僕はそもそも、むかしから "No music, no life" というスローガンが大嫌いだ。人の生活、つまりは心持ちに余裕がないといけないという意味で、エンターテインメント全般に効用があるという意味なら分かるが、曲や歌、ましてや芸能界が必要だみたいなのは、まったくもって馬鹿げている。米津玄師がいなくても誰かが歌を歌うし、サザンオールスターズがなくても誰かが曲を作る。音楽という文化がある限り、録音機器の業界、ストリーミング通信の業界、そして芸能界なんてあってもなくてもどうだっていいクソである。そんなクソなんてなくても、僕らは頭と口さえあれば歌を作って歌えるし、手拍子や口笛でも曲を演奏できる。そしてさらに、人類に音楽という文化が全くなかったとしても、他に色々なエンターテインメントで喜んだり感動したりするチャンスなんていくらでもあるのだ。ということで、エンターテインメントそのものの効用や価値は疑うべくもないが、個々のジャンルに文化としての必然性などありはしないのであって、音楽だろうとゲームだろうと歌舞伎だろうと、「そういうもの」「芸能」「興行」という節度は必要である。
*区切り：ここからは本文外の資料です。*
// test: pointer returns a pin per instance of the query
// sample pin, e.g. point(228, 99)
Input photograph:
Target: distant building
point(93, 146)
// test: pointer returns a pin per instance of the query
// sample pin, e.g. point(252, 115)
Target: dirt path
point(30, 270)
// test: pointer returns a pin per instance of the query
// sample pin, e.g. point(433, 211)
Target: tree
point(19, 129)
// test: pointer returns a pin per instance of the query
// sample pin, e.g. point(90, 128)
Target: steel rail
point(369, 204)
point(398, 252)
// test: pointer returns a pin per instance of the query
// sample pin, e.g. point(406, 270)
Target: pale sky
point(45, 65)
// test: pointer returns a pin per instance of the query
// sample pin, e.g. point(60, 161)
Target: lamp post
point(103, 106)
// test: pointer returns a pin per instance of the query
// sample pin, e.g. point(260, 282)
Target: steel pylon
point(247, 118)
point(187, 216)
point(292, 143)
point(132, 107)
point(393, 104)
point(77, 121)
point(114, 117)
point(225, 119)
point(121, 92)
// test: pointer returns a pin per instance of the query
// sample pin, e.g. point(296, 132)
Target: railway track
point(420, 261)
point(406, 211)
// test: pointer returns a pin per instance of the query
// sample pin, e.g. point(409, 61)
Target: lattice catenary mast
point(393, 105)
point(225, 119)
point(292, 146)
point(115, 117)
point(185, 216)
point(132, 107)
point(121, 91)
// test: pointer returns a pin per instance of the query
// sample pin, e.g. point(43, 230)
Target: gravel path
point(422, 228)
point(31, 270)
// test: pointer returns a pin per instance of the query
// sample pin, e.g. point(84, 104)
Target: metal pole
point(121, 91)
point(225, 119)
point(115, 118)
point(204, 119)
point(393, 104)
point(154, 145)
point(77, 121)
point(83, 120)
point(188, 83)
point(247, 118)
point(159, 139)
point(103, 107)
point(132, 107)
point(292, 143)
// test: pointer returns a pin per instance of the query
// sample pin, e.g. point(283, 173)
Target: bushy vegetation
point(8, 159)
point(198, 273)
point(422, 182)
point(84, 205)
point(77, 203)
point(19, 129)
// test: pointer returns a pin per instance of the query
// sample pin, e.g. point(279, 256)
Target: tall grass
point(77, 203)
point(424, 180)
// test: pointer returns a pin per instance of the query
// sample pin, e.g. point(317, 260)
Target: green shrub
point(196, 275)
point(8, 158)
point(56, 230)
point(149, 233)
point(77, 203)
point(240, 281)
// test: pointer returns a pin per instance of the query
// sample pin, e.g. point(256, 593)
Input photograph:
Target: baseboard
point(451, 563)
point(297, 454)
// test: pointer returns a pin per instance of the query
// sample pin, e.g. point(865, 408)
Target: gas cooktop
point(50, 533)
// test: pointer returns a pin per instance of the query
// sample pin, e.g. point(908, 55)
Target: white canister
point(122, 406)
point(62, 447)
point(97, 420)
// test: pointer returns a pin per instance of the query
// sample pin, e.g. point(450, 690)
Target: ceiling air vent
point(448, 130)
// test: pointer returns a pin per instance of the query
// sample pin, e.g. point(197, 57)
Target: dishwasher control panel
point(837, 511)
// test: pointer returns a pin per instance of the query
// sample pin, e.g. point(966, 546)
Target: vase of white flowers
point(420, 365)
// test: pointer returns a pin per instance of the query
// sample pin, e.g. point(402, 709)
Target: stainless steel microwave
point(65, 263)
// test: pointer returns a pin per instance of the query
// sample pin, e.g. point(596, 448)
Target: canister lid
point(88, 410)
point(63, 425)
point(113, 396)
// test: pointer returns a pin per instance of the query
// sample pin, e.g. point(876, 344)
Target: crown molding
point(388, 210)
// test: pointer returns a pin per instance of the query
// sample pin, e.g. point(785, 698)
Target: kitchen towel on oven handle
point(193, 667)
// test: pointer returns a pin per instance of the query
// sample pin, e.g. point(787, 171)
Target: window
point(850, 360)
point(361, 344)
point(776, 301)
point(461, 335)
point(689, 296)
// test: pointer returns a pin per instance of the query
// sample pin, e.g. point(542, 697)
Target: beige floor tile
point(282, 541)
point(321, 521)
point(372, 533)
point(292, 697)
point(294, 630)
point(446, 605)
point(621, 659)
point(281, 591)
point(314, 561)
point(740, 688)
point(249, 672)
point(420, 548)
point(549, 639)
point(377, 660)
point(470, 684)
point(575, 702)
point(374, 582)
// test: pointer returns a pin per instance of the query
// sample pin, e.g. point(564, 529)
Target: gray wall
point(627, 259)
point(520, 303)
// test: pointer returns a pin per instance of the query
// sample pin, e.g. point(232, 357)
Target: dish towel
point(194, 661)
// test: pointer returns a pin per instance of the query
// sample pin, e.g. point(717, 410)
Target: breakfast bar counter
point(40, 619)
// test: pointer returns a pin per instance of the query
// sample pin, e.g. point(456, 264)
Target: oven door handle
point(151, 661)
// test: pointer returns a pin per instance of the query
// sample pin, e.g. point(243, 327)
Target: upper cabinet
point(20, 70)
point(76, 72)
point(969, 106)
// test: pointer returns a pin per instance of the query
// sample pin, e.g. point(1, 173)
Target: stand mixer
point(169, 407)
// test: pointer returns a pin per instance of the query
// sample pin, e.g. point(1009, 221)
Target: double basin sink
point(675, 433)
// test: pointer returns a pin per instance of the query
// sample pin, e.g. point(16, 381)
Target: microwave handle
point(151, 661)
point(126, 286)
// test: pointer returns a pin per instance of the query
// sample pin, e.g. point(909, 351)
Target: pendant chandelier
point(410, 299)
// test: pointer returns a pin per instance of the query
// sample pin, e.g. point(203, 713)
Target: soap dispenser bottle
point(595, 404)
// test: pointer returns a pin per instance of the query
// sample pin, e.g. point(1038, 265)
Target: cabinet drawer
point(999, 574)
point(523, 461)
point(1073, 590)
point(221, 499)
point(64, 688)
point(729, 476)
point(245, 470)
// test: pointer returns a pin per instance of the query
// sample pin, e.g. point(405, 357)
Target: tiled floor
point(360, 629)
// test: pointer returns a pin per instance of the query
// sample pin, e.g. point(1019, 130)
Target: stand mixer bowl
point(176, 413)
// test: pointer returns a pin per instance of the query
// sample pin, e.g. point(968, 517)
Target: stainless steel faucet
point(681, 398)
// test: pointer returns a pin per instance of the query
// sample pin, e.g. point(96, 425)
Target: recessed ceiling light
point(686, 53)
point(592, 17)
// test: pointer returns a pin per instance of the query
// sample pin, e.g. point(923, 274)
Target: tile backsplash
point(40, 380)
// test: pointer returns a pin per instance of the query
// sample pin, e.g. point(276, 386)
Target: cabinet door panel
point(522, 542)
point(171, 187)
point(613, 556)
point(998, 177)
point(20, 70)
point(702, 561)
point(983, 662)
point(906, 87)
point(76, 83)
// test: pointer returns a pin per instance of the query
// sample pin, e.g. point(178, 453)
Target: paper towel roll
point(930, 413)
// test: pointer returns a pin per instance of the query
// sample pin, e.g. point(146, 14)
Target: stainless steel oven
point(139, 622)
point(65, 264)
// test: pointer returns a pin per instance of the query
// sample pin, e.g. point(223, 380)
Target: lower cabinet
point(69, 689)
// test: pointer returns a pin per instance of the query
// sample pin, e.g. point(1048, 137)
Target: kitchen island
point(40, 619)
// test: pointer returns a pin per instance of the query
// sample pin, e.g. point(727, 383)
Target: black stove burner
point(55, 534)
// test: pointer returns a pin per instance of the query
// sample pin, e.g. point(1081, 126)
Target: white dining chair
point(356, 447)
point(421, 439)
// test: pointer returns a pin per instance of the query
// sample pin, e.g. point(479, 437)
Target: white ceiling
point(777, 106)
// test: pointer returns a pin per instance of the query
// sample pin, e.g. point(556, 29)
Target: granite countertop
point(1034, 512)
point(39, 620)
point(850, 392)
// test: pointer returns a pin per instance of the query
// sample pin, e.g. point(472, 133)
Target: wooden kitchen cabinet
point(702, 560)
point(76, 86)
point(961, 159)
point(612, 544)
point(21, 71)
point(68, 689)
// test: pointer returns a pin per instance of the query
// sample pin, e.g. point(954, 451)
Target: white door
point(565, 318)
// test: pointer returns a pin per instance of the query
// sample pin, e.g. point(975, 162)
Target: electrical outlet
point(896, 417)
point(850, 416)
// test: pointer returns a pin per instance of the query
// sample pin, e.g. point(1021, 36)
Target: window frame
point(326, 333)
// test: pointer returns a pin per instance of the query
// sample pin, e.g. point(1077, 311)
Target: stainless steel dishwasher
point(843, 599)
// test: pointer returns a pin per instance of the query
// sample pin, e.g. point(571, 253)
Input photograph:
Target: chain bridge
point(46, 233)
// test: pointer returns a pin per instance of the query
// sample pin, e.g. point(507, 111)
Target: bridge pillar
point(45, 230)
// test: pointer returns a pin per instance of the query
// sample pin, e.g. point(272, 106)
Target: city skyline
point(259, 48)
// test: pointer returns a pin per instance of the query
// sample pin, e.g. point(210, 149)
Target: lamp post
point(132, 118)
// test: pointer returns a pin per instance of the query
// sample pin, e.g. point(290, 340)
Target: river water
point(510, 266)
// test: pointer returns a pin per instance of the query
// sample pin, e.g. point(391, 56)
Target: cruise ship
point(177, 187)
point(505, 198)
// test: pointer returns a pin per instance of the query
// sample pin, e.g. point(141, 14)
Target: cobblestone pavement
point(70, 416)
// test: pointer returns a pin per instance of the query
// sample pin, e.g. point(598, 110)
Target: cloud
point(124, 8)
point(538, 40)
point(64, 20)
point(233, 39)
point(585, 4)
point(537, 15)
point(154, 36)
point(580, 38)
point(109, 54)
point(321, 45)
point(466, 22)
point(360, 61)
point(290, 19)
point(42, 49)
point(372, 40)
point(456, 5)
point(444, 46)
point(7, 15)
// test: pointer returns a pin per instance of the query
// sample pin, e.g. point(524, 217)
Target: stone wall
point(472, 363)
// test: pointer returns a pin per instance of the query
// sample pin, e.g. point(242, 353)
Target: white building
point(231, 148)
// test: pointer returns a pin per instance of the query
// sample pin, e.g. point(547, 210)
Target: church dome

なので、橋幸夫氏の生の歌声が聴けなくなると残念だと言うのは分かるが、あなたの生活や人生ってそれしか無いの? という気がする。それだけにたよって年金なり財産を使い果たしたら満足なのかもしれないが、そういう人々がいて、そして実際に他人を動かしてしまう影響力があるということを、後の世代の人々に実例として見せてしまうということの害悪について考えると、どれほど凡人であり他に生きる意味がないといった言い訳を言っていようと、やはり「もうすぐ死ぬから何をやってもいいんだ」みたいな態度は困る。(もちろん、これらの「ファン」は橋幸夫氏と同年代の人々であろうという仮定を置いているが、これは間違っていまい。もし30代や40代でこんなことを80代の人に言ってるなら、それこそ大きなお世話だし、或る種の老人虐待であろう。まぁ、もっと下の世代、たとえば Z 世代とか言われてても、その中にだって「戦場で死ぬのが本望」みたいなマッチョもいるかもしれないわけだが。)